The team has ensured those training recipe improvements help its models get reliably good at the basics. Moving beyond those basics entails model reasoning, an idea which the researchers cautioned is still in a relatively early phase.
“Model reasoning in the context of tool use looks like this: I have a suite of tools and the model needs to be trained to identify which tools are relevant to the task, then potentially think about tradeoffs,” Sivaraman explained. “We want it to come back with the right tool intelligently and efficiently. It's not just a question of which tool to use, but also how to use that tool.”
She offered the example of performing a web search with the intent of utilizing the results to help complete a workflow.
“If your workflow involves using a webpage’s search results, the browser is the right tool,” she explained. Alternately, if the desired result of that workflow is a set of ranked search results and the model is provided a search tool, then the model would reason to use that tool.
“We want to teach the model: ‘If I have a task that tells me to search for something and I have a tool that will give me ranked results associated with that thing, I should just call that tool instead of going to a webpage and executing that same search.’ It's both being smarter about the capabilities the model already has and executing them better.”
A future of increasing complexity
As the worlds of available tools and, subsequently, tool calling expand, the need for improved reasoning will grow along with them.
“There's much more fine-grained reasoning that needs to happen in order to be precise about what you end up calling,” Sivaraman noted. “In the web search example, the model needs to recognize that the task on hand is a search task, that the tools it has include a search tool, and that the search tool is better than going through a web page. That’s three levels of reasoning just to establish that is what you want to do.”

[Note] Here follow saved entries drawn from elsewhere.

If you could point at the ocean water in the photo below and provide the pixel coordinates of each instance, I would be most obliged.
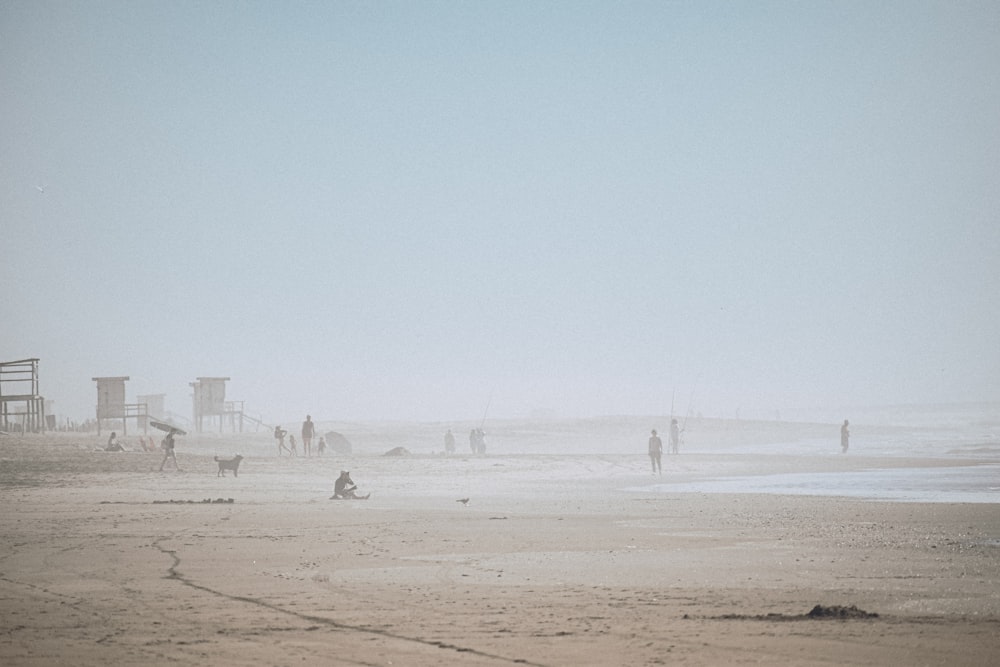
(964, 439)
(952, 484)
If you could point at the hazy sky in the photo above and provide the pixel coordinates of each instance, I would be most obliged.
(400, 210)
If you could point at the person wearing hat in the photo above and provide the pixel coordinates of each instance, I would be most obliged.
(655, 451)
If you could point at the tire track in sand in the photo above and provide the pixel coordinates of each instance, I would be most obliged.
(174, 574)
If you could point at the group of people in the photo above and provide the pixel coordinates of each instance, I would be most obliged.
(167, 445)
(656, 446)
(308, 433)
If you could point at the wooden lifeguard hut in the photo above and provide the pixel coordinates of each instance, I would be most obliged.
(111, 404)
(210, 401)
(19, 389)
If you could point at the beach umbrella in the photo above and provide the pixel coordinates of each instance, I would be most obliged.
(164, 425)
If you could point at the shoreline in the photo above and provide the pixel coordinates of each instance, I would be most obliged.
(549, 563)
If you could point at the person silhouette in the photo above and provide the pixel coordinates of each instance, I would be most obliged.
(655, 451)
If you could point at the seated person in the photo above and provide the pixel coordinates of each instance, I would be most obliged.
(344, 488)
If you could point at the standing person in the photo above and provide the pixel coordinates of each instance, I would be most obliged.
(168, 450)
(279, 435)
(655, 450)
(113, 444)
(675, 437)
(308, 430)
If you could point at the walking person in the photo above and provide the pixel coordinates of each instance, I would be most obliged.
(675, 437)
(655, 451)
(308, 430)
(279, 435)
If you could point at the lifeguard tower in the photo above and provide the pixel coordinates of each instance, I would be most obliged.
(19, 389)
(210, 401)
(111, 404)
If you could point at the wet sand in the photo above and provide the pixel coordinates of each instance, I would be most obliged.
(551, 562)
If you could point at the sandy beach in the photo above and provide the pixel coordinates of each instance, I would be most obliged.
(559, 558)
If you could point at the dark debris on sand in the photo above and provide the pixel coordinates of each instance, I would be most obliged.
(209, 501)
(817, 612)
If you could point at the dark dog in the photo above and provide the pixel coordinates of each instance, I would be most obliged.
(232, 464)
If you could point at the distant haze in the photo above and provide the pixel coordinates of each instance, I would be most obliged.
(424, 210)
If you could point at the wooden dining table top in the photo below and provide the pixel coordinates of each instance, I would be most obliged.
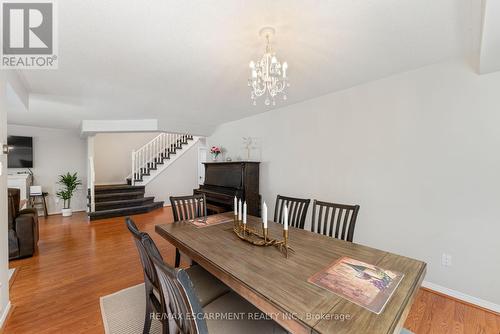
(279, 286)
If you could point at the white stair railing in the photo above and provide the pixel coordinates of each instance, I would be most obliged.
(145, 156)
(92, 184)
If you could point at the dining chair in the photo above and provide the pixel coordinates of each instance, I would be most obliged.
(187, 315)
(151, 283)
(208, 287)
(334, 220)
(185, 208)
(297, 210)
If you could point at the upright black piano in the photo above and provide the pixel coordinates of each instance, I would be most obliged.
(224, 180)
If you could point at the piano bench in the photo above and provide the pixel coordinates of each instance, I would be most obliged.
(214, 209)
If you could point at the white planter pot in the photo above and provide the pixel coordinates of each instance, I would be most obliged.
(67, 212)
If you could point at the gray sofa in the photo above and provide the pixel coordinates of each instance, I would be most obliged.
(23, 228)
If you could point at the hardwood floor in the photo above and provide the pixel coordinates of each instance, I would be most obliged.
(58, 290)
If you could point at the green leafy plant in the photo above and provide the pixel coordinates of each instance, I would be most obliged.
(70, 182)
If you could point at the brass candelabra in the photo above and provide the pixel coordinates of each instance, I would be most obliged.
(257, 238)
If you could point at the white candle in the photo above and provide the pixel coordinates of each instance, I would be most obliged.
(239, 209)
(235, 206)
(285, 219)
(245, 212)
(264, 214)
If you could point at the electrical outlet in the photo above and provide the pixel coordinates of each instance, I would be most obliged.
(446, 260)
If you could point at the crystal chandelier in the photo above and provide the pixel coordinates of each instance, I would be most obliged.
(268, 75)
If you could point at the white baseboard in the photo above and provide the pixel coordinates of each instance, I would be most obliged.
(5, 313)
(462, 296)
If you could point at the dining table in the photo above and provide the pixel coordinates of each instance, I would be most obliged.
(278, 285)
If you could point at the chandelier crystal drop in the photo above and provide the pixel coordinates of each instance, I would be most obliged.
(268, 77)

That opens up an exciting new world of challenges to solve.
“How do you start training models to be intelligent about trade-offs and capture all of these optimization functions in a single reward function that balances latency and accuracy and cost?” Sivaraman asked. “You can't just throw fine tuning data at that. We have built a training paradigm that captures reward associated with the tools it calls and doesn't call. I'm excited to figure out how to further improve our approach.
The relatively recent rise of the model context protocol (MCP) — an open protocol that assists integration between LLM applications and external data sources and tools — is another exciting avenue.
“We're still really early in terms of what's the right way to give access to tools,” Knapp observed. “MCP is a big one right now, but Anthropic just came out with this idea of skills. That tells me this not a soft space. If you think about it, we can do all these things with natural language, and yet with tools we're kind of using almost API structure, but maybe even that is not the ultimate solution. There's a lot of invention and interesting work to be done there around what is the end state of tools.”